Mentre la guardia libica, cofinanziata anche dall’Italia, spara e uccide migranti che tornano disperati da un viaggio verso il nulla – notizia che resta, salvo benemerite eccezioni, nel fondo oscuro dei giornali – il governo decide sulla continuazione dello stato d’eccezione – chiamato “emergenza” per giocare a nascondino con le parole – lo stato in cui è il “sovrano” (e che sovrano!) a decidere, cosa contraria alla Costituzione della Repubblica che viene così violata. Fino al 15 ottobre, per ora, il Parlamento sarà di fatto (e spesso di diritto) escluso da ogni discussione e decisione effettiva, come detto dalla presidente del Senato in una dichiarazione che in altri tempi sarebbe stata una bomba politica, mentre oggi cade nell’irrilevanza e nel silenzio. E questo accade proprio nei mesi nei quali si devono decidere cose che toccano il destino futuro dell’Italia nel contesto di una Unione che cambia, tema quanto mai altri spinoso.
Quest’ultimo rilievo, lungi dall’aggiungere qualche ragione sulla necessità dello stato d’emergenza, porta scritto in fronte la necessità di una profonda partecipazione democratica alle decisioni da prendere, mai così destinate a toccare il futuro della nostra società. Ficcare tutto questo in un sacco cieco che si chiama ”emergenza”, mentre si decide la data per il referendum contro il Parlamento, è il segno di una classe dirigente (si fa per dire, mi scuso con il vocabolario, usando a vanvera parole che posseggono tutto un altro senso) che si candida, come ha fatto da tempo, a diventare la padrona della gestione della crisi più grave che la Repubblica abbia attraversato dal dopoguerra. Siccome si esclude, allo stato degli atti, ogni lockdown, ogni motivo per una emergenza sanitaria, giacchè nulla di ciò è in vista, l’emergenza tocca solo le gestione economico-sociale e politica della crisi, un effetto diabolico che solo l’Italia ha deciso in questa direzione – limitando tra l’altro, possibilità di una più libera ripresa- tutti gli altri paesi presentandosi con i caratteri propri delle democrazie politiche che dichiarano l’emergenza solo quando è in atto.

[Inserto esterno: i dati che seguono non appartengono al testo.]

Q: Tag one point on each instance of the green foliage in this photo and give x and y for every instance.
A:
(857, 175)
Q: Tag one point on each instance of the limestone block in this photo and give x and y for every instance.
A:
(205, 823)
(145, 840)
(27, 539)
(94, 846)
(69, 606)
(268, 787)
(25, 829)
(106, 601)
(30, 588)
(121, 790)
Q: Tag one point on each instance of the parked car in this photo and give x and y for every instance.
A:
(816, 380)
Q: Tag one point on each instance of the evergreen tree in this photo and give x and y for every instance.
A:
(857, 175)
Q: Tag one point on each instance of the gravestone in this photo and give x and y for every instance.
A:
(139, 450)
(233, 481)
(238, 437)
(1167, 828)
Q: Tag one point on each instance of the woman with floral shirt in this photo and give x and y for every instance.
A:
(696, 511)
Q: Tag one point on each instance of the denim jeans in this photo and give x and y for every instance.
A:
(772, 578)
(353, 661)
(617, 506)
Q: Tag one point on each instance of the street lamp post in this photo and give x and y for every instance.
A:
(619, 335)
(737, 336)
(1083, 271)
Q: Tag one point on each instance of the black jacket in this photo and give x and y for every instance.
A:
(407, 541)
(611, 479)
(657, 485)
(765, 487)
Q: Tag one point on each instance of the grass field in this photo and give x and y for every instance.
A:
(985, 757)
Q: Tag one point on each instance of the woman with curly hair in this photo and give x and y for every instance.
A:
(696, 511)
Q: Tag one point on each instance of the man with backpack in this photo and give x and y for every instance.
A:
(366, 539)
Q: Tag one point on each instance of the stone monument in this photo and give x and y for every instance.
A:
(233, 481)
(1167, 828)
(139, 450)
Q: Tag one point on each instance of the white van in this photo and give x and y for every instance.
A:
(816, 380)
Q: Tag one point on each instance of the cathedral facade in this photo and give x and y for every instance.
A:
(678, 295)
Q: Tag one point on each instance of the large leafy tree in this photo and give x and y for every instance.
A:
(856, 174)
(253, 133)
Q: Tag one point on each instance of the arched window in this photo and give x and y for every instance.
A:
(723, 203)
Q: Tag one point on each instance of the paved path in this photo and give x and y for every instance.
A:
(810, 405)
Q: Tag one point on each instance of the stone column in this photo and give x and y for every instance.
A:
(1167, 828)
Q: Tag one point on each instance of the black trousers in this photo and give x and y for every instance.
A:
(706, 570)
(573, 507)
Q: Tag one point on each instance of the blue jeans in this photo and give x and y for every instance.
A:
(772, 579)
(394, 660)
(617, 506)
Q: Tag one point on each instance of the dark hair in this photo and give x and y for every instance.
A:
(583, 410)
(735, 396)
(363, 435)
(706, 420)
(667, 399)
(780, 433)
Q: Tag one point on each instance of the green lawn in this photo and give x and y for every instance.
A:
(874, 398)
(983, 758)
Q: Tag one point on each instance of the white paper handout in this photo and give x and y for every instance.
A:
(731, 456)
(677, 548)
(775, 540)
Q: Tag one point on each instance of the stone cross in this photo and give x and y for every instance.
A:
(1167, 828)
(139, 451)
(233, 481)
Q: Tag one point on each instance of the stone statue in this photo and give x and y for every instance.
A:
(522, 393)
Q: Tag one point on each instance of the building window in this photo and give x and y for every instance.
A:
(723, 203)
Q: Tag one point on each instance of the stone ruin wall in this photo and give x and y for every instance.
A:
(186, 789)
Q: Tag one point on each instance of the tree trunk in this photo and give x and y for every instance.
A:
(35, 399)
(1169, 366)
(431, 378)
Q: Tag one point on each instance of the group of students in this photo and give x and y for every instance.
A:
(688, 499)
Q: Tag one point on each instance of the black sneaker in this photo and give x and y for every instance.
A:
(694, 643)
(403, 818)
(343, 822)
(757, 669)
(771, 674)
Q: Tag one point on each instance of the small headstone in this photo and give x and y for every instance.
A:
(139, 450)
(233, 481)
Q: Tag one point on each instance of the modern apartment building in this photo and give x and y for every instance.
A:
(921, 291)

Questa eterna anomalia italiana oggi si manifesta in modo clamoroso con un governo presieduto dallo stesso presidente che dirigeva l’opposta maggioranza fino alla settimana prima, tema ormai ingoiato, e anzi esaltato, nelle fauci incallite del Partito democratico e di Italia viva ed annessi, il fondo rovesciato e grillizzato di una sinistra una volta capace di pensare. I protagonisti di questa vera vergogna nazionale (mai verificatasi altrove) osano chiedere poteri d’emergenza, ovvero quei pieni poteri che furono all’origine dello scandalo finale che condusse alla crisi il vecchio governo Conte-Salvini-Di Maio. Roba che si stenta a trovar le parole per raccontare. Si badi: non mi va cadere nella formula “governo liberticida”, anche quando alcune libertà personali possano essere intaccate nell’emergenza, ma non mi pare questo il punto.
Emergenza qui vuol dire soprattutto mani libere sul governo della crisi e sui progetti per organizzare il recovery fund, ovvero per decidere sul futuro di una Italia indebitata fino al collo, già prima in declino di produttività, con una burocrazia assillante e balbuziente, una giustizia politicizzata, con il contorno di un vociare politico dominato dal grillismo a tutti i livelli, come mai prima. Un grillismo un po’ nascosto dietro il pimpante Conte, astuta ameba affabulante, buona a ogni uso. Insomma, un pastrocchio indicibile in un momento in cui solo una grande personalità, dotata di assoluta esperienza e neutralità, potrebbe prendere in mano la situazione. Emergenza può significare questo, senza che questa scelta modifichi l’equilibrio tra i poteri messi in radicale discussione dall’attuale gestione della cosa pubblica, con un presidente del Consiglio non parlamentare, ma sgorgato dal nulla, da qualche casuale incontro di corridoio. Essere magari voce quasi solitaria nel deserto (ma Sabino Cassese non dice molto di diverso almeno sulla critica dell’emergenza) non implica dover tacere, anzi.
L’Italia, salvata, al Consiglio europeo, dall’incontro tra Merkel, Macron e Rutte, grandi fondi rigorosamente controllati per evitare il fallimento di una nazione che “non può” fallire, non mette Conte sul trono, secondo vulgata corrente. Per agire e decidere, si dovrebbe chiedere la collaborazione non dell’ennesima task force, ma degli eletti e delle istituzioni che li ospitano e li sorreggono aprendo un dibattito vero e grande nella società.